She said they are looking at the problem from every angle like turning to support staff.

“Recruiting them to teach if they have a degree,” Burgess said.

They are also recruiting those who have taken a step back from the classroom.

“Just yesterday I got a call from a teacher who is agreeing to come back from retirement,” Burgess said.

Over at the Jacksonville North Pulaski School District, Superintendent Dr. Jeremy Owoh says they still have 15 positions open.

“This time last year the number for us was double, almost triple that number,” Dr. Owoh said.

He credits a four percent pay raise across the board for keeping that number low.

“Money isn’t everything but, for me, I wanted to make sure we compensate our employees as best as possible,” Dr. Owoh said.

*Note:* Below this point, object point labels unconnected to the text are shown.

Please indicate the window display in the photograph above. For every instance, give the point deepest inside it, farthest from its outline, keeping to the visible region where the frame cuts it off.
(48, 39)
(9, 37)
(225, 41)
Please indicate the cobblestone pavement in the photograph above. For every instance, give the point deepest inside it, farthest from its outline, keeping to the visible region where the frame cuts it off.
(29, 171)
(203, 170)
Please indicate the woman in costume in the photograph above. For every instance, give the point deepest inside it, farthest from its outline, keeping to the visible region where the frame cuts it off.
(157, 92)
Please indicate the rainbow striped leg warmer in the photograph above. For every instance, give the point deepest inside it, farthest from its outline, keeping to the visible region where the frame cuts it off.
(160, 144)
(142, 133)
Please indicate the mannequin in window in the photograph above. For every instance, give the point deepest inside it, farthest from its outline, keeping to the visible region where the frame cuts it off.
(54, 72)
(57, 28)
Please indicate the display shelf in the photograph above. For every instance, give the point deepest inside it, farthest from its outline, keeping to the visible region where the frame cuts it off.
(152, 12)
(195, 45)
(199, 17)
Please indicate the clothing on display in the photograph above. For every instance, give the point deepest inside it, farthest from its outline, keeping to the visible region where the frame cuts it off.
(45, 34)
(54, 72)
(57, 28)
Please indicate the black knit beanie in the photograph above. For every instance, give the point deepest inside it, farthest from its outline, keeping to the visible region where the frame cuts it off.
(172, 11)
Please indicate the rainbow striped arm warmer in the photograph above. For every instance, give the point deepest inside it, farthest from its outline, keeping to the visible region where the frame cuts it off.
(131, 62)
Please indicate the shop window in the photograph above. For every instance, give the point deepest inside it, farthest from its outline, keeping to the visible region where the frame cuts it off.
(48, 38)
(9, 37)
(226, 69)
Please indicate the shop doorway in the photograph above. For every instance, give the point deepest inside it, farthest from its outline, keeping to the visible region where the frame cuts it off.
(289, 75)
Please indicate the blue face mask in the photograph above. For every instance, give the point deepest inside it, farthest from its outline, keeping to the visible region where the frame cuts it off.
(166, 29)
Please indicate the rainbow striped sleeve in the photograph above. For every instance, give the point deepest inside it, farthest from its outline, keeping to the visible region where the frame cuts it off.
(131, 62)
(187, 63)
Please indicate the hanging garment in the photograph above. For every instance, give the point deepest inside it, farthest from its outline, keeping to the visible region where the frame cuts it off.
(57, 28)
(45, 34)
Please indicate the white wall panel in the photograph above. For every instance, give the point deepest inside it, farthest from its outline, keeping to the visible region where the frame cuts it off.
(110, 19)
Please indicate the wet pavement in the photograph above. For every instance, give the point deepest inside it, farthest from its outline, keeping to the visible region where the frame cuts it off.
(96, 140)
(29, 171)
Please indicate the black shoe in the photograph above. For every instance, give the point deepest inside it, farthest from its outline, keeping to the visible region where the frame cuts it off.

It’s not just about the extra cash but promoting a positive work environment, giving support to teachers and putting a focus on mental health.

“Climate and culture, making sure we have working conditions that are conducive to people wanting to come to work,” Dr. Owoh said.

For both districts, they have plans in place in case they don’t have enough teachers for the start of the year.

“We will decide whether or not teachers can be moved from school to school,” Burgess said. “We will also employ substitute teachers who will fill those openings as well.”

They thank those who continue coming back to educate the next generation.

“Thank you. Thank you for committing yourselves to the work to help our students become the best versions of themselves,” Burgess said.

Both districts are still taking applications and hope to have most of the spots filled by the start of the school year.